Fixed point theorem for $f :\mathbb{R}\to \mathbb{R}$, alternative proof

Question

I would like to poof the fixed point theorem that sais that if $f:\mathbb{R}\to \mathbb{R}$ is Lipschitz continious map with lipschitz constant $L<1$ then the map has a fixed point, i.e. $\exists x \in \mathbb{R}$ such that $f(x)=x$. I don't want to consider the sequence $x_{n+1}=f(x_n)$ (I already understood this proof). I would like to do the following : take $x_0\in \mathbb{R}$. Either $f(x_0)=x_0$ and we would be done.
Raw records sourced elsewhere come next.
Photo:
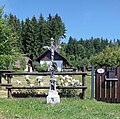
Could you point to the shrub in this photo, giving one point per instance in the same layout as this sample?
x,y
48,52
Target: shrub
x,y
40,67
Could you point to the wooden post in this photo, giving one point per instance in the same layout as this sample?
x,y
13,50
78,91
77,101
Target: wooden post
x,y
83,83
92,83
9,89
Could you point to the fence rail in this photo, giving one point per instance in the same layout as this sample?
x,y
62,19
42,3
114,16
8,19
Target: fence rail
x,y
83,87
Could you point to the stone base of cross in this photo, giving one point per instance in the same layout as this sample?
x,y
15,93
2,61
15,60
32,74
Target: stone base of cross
x,y
53,97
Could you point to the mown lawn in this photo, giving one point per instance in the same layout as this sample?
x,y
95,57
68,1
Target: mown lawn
x,y
69,108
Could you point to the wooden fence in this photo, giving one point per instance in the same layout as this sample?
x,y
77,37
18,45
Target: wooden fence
x,y
83,87
107,85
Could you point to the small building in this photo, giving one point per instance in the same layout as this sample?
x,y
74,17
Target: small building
x,y
59,59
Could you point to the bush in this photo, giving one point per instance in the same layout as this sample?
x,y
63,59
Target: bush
x,y
40,68
8,62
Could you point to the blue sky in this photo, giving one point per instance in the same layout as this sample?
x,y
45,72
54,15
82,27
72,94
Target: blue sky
x,y
82,18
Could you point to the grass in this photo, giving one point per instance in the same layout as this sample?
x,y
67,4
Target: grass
x,y
69,108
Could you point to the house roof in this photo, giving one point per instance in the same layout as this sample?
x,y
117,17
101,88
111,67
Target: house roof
x,y
47,56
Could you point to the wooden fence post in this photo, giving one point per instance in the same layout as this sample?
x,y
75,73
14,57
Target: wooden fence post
x,y
9,89
84,83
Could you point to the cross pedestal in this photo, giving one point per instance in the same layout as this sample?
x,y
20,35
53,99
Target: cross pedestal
x,y
53,97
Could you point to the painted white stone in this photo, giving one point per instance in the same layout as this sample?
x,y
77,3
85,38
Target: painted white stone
x,y
100,71
53,97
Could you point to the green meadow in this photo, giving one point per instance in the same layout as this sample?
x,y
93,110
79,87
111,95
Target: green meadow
x,y
68,108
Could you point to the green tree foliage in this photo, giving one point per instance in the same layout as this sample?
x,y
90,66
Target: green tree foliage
x,y
32,34
9,52
108,57
56,28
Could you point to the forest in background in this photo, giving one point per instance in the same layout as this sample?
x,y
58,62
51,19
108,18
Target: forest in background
x,y
30,35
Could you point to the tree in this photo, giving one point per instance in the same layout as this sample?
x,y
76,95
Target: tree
x,y
9,52
16,27
108,57
56,28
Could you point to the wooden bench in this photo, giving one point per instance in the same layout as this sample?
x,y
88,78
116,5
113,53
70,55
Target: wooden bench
x,y
83,87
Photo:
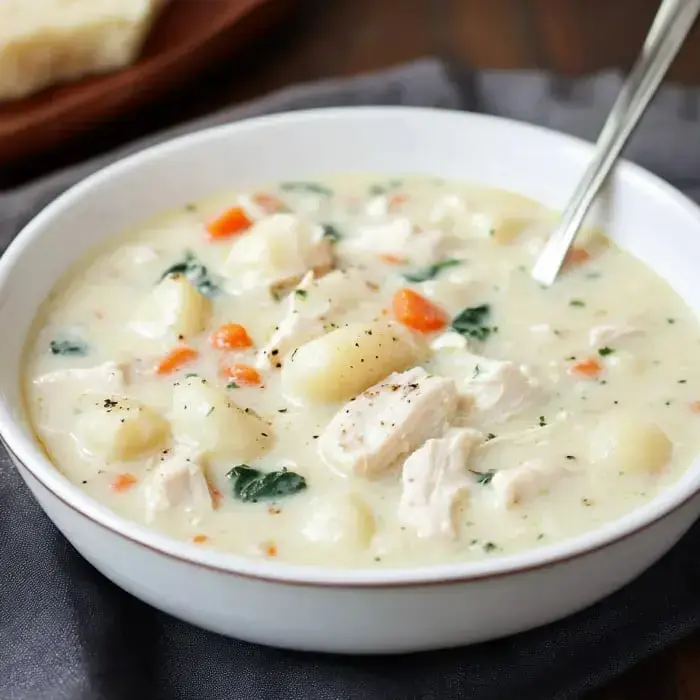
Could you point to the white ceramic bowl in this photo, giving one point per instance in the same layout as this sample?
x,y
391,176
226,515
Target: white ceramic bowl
x,y
331,609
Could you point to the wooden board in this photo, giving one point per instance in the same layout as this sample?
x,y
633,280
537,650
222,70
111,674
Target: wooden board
x,y
188,37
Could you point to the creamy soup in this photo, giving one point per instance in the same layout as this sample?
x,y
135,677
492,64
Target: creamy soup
x,y
360,371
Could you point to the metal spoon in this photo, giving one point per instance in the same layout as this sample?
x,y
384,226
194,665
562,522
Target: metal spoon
x,y
669,29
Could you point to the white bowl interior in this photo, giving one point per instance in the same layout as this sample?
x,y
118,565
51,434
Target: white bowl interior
x,y
643,214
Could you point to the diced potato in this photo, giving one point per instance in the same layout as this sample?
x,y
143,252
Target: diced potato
x,y
629,444
346,361
277,252
204,417
174,306
347,522
120,429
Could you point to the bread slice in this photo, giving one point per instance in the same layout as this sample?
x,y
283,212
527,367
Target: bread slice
x,y
47,42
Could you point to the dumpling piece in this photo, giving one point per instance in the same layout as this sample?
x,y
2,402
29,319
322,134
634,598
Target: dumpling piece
x,y
308,307
174,307
120,429
348,360
526,481
388,421
346,521
204,417
179,483
277,251
107,378
435,482
627,443
399,239
495,390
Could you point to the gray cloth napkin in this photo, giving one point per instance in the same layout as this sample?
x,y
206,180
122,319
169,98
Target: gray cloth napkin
x,y
66,633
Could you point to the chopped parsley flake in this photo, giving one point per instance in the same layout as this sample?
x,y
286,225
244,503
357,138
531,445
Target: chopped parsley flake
x,y
483,478
68,347
378,190
195,272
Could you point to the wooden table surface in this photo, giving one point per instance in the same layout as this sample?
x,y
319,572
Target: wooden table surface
x,y
346,37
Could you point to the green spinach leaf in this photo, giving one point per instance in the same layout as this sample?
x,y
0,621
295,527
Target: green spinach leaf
x,y
309,187
472,322
195,272
252,485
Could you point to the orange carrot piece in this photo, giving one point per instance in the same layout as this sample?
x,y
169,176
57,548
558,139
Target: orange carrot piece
x,y
415,311
175,359
243,374
269,202
123,482
590,368
230,336
576,256
230,223
392,259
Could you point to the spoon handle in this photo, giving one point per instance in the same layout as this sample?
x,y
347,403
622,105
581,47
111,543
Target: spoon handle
x,y
671,25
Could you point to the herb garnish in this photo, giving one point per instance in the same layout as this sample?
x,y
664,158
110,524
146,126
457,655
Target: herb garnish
x,y
195,272
471,322
377,190
252,485
331,231
483,478
431,271
68,347
312,187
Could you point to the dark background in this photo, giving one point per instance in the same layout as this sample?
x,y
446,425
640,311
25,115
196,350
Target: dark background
x,y
327,38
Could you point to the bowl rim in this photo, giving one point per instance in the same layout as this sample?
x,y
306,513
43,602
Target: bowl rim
x,y
27,451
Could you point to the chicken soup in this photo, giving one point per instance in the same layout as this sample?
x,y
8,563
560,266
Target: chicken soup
x,y
360,371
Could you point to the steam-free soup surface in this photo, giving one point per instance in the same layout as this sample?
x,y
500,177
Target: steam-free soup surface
x,y
359,371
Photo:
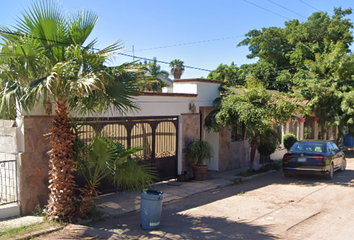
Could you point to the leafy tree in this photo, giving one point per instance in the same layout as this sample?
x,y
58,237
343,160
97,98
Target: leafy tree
x,y
255,108
44,59
289,140
282,52
177,68
328,82
229,75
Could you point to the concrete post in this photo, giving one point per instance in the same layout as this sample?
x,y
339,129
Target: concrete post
x,y
301,128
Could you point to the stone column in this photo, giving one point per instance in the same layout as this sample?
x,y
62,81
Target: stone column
x,y
301,122
284,130
315,134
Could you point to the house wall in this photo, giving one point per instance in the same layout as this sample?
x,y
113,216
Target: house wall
x,y
190,132
212,138
231,152
33,163
9,177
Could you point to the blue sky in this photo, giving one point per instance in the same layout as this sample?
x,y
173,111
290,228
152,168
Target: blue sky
x,y
203,34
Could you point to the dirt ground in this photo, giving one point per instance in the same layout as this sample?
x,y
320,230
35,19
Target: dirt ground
x,y
268,207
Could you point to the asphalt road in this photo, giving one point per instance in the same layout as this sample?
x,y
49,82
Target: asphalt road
x,y
268,207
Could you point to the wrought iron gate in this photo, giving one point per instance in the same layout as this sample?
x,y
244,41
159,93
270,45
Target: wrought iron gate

Or without loss of generality, $f(x_0)>x_0$. Then since the slope of the curve is always lower than $1$, I would like to say that at some point $x>x_0 f(x)$ is goint to cross the slope y=x. But I can't make this formal.

Answer 1

We have $f(x) \leq L \cdot (x - x_0) + f(x_0)$ for $x > x_0$. Taking $x_1 = \max\left(\frac{f(x_0) - L x_0}{1 - L}, x_0\right) + 1$ we get $f(x_1) < x_1$.

Now, consider $g(x) = f(x) - x$. We have $g(x_0) > 0$ and $g(x_1) < 0$. As $g$ is continous, $g(x_2) = 0$ for some $x_2 \in (x_0, x_1)$.